In this second season, titled Aquí Escribimos (Here We Write), Stephani proposes a more focused approach centered on Spanish-speaking writers who live in—or have lived in—the United States. The title plays on the identity of the original project, Aquí Estamos (Here We Are), shifting the focus from mere presence to the act of authorship—an act of self-definition through language. Each of the three episodes will highlight a different writer’s journey, examining how migration has shaped their creative process, their relationship to language, and their sense of identity. This approach not only showcases the diversity within the Spanish-speaking community but also emphasizes how writing can be a way of reclaiming space and voice within the experience of migration.
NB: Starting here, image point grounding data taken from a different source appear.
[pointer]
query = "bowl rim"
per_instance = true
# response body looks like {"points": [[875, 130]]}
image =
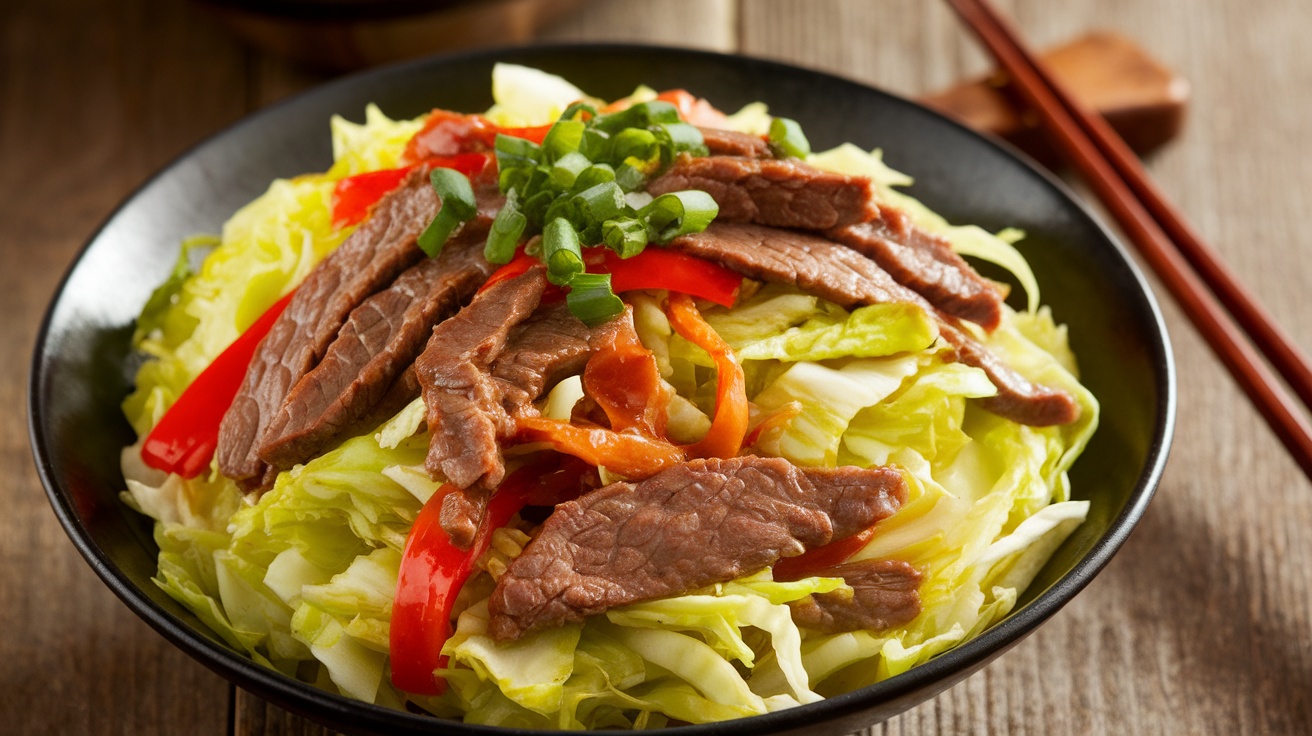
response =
{"points": [[348, 714]]}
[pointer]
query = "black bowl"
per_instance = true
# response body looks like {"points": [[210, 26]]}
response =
{"points": [[83, 368]]}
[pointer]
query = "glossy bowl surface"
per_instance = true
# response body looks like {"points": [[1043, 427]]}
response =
{"points": [[82, 368]]}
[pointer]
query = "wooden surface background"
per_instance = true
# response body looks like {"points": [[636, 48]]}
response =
{"points": [[1203, 622]]}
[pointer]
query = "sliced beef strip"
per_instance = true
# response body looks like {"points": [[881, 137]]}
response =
{"points": [[550, 345], [925, 264], [370, 257], [848, 278], [463, 403], [692, 525], [382, 336], [732, 143], [774, 192], [542, 349], [884, 594]]}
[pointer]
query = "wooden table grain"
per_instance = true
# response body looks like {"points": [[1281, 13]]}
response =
{"points": [[1201, 625]]}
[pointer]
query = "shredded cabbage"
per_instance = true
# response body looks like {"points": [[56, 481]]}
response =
{"points": [[303, 579]]}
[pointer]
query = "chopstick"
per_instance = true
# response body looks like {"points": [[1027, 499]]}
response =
{"points": [[1170, 247]]}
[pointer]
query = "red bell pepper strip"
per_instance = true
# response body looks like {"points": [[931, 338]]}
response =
{"points": [[623, 378], [354, 196], [517, 265], [186, 436], [654, 268], [728, 427], [433, 570], [535, 134], [821, 558], [660, 268], [694, 109]]}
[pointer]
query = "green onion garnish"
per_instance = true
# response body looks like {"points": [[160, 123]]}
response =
{"points": [[678, 213], [626, 236], [457, 206], [583, 186], [562, 252], [591, 298], [567, 169], [593, 175], [786, 135], [507, 230], [563, 138], [639, 116]]}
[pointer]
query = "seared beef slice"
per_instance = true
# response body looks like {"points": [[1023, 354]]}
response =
{"points": [[777, 192], [848, 278], [925, 264], [693, 525], [884, 593], [465, 413], [381, 339], [379, 249]]}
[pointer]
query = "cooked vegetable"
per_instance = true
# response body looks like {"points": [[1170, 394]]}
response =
{"points": [[184, 440]]}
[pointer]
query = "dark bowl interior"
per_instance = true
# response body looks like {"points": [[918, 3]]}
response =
{"points": [[82, 368]]}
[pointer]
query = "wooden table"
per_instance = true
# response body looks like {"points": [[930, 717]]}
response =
{"points": [[1203, 622]]}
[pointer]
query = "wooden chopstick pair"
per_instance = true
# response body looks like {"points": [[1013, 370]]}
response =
{"points": [[1191, 270]]}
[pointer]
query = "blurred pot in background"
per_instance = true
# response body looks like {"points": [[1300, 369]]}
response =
{"points": [[348, 34]]}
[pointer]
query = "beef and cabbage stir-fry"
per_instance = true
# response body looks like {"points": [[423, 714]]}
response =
{"points": [[581, 413]]}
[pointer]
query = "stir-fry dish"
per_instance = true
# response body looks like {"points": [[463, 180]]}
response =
{"points": [[581, 413]]}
Kaitlin Smrcina, ceramics, MFA
This project examines relics—historical and religious artifacts—and their modern “counterparts” in pop culture. Kaitlin will make a digital archive comparing ancient relics with contemporary objects to highlight the role of belief in shaping cultural significance. Through research, interviews, and film analysis, she will explore aesthetics, adoration, and the American Dream in the digital age.
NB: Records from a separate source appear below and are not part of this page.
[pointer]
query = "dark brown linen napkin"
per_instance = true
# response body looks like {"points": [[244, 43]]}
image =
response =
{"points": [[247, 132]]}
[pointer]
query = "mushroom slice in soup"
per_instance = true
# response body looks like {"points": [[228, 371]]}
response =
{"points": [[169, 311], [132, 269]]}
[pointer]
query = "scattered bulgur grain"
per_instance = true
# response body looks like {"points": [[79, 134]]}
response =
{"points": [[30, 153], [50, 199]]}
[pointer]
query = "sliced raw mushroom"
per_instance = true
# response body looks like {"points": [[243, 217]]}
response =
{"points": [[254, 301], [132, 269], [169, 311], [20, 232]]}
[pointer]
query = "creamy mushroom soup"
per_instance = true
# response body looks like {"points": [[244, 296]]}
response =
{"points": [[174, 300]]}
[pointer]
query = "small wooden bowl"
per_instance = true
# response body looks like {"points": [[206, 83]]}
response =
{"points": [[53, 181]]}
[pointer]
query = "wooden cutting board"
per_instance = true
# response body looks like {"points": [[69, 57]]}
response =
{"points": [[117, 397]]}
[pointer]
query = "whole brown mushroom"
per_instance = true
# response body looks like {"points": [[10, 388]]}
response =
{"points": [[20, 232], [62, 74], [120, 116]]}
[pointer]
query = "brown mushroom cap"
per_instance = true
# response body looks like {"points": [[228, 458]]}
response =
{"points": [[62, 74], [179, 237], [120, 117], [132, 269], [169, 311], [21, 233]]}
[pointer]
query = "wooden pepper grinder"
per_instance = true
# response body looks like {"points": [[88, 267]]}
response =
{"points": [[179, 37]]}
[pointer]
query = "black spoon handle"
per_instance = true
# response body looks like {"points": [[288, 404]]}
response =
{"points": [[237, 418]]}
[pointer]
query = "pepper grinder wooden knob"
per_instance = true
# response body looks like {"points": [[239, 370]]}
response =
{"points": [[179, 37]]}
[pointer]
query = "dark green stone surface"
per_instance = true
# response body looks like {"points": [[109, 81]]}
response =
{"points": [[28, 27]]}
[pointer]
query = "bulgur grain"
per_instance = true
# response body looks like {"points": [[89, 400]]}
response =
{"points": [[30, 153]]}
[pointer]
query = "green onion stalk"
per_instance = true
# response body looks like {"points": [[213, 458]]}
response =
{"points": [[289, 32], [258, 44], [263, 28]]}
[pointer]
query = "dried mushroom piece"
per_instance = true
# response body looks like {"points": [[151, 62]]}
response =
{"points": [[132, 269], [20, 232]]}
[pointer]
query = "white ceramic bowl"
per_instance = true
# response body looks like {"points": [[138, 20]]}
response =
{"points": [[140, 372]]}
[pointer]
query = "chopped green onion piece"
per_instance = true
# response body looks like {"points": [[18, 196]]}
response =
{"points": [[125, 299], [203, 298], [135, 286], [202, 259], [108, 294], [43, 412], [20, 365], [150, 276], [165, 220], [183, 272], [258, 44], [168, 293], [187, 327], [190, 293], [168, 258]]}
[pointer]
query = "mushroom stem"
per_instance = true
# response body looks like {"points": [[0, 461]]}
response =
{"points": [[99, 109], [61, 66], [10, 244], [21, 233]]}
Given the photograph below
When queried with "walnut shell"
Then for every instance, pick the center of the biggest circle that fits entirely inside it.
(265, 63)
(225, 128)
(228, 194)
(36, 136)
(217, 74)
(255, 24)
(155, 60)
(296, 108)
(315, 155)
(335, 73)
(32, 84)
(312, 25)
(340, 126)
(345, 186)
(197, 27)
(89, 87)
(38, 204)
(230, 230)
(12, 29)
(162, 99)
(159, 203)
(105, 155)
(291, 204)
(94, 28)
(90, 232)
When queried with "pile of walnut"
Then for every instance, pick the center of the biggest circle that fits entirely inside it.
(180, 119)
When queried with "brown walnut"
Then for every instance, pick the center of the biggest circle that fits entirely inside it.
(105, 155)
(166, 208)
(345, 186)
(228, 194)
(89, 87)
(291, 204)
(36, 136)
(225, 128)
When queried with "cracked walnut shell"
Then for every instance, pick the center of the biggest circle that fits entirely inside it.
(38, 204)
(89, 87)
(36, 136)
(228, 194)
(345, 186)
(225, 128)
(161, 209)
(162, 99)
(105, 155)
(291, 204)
Maryam Torkashvand, geography, PhD
Kinship networks were one of the most important sources of support in the 19th century, especially when family members lived close to each other. In her project, Maryam will construct spatial kinship networks from a unique, large-scale family tree of 40 million individuals born between 1760 and 1940, linked through blood or marriage. Specifically, she will map the networks of US-born brothers and brothers-in-law based on their birthplaces and connect them through blood or in-law ties to understand where and how families maintained close connections. This analysis helps better understand the spatial foundations of family cohesion, which can be seen as the hidden structure behind the formation of American society.
Sarah Witmer, journalism & mass communication, PhD
Sarah will leverage Actor-Network Theory (ANT) to investigate a transformative informal justice movement that recently exposed corruption within a school district in Oregon. Centered on a case study of one influential TikTok creator, the project will trace how their video content—posted incrementally over time—mobilized a digital community, crowdsourced critical information, and catalyzed public attention toward systemic institutional failures. The final product will be an ANT-inspired map graphic that visualizes the interconnected human and technological elements that co-construct evolving narratives of crime and justice.
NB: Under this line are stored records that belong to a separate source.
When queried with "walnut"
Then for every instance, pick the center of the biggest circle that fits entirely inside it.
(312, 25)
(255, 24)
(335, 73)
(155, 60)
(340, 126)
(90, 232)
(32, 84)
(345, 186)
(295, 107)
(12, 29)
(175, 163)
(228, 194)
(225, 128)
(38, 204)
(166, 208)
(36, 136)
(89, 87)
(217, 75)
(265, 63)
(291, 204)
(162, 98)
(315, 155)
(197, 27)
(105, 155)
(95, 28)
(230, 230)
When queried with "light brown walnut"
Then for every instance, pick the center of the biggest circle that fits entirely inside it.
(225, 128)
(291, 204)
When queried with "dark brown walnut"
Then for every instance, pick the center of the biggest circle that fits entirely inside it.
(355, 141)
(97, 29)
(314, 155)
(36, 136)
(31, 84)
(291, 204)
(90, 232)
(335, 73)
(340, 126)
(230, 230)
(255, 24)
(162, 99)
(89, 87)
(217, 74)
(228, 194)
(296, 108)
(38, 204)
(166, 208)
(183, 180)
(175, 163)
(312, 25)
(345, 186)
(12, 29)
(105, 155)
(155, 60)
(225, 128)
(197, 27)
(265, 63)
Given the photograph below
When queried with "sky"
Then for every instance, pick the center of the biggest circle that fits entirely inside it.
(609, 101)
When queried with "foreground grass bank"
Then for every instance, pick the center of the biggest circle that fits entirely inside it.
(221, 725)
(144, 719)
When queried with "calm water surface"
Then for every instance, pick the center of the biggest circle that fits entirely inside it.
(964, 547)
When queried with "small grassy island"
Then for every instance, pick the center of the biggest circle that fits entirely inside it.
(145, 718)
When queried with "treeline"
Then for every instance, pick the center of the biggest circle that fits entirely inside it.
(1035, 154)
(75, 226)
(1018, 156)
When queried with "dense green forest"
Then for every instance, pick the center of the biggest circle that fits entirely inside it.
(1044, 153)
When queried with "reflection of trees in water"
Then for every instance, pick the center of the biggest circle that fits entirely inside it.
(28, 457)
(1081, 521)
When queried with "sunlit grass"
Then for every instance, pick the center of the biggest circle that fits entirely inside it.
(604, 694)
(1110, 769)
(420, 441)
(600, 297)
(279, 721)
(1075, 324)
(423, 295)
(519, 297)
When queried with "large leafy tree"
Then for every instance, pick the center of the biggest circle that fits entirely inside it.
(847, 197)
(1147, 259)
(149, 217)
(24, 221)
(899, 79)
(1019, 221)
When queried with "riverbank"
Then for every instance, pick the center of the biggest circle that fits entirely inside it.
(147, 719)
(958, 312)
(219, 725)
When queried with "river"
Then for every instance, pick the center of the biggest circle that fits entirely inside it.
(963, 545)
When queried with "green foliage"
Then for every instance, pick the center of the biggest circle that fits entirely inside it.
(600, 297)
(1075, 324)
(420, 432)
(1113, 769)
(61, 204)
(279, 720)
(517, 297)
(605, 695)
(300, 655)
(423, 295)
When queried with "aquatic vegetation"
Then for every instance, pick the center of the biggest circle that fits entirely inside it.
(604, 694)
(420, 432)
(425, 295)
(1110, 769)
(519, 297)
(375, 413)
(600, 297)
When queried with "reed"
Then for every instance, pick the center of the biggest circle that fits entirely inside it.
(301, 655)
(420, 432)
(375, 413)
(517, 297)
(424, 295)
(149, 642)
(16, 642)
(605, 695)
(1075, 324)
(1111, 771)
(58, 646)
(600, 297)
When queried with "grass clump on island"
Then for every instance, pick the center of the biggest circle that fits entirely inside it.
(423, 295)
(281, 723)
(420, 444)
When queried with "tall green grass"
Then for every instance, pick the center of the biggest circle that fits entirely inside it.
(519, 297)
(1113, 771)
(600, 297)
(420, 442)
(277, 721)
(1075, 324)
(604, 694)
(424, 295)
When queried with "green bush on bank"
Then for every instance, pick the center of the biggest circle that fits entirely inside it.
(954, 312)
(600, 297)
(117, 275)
ANT is a theoretical and methodological framework that examines relationships between human and non-human actors. That framework will guide this analysis by illuminating how various actors—including the content creator, audience members, TikTok’s platform affordances, and algorithmic dynamics—collectively shaped the case’s momentum. The ANT map will offer a powerful lens to understand the distributed agency behind informal justice work and the social impact of participatory digital investigations.
Patrick Zamba, epidemiology, PhD
Patrick will use the creative, script writing, editing, and audiovisual skills developed during this fellowship to create animated educational video content for infection prevention and control in diverse communities.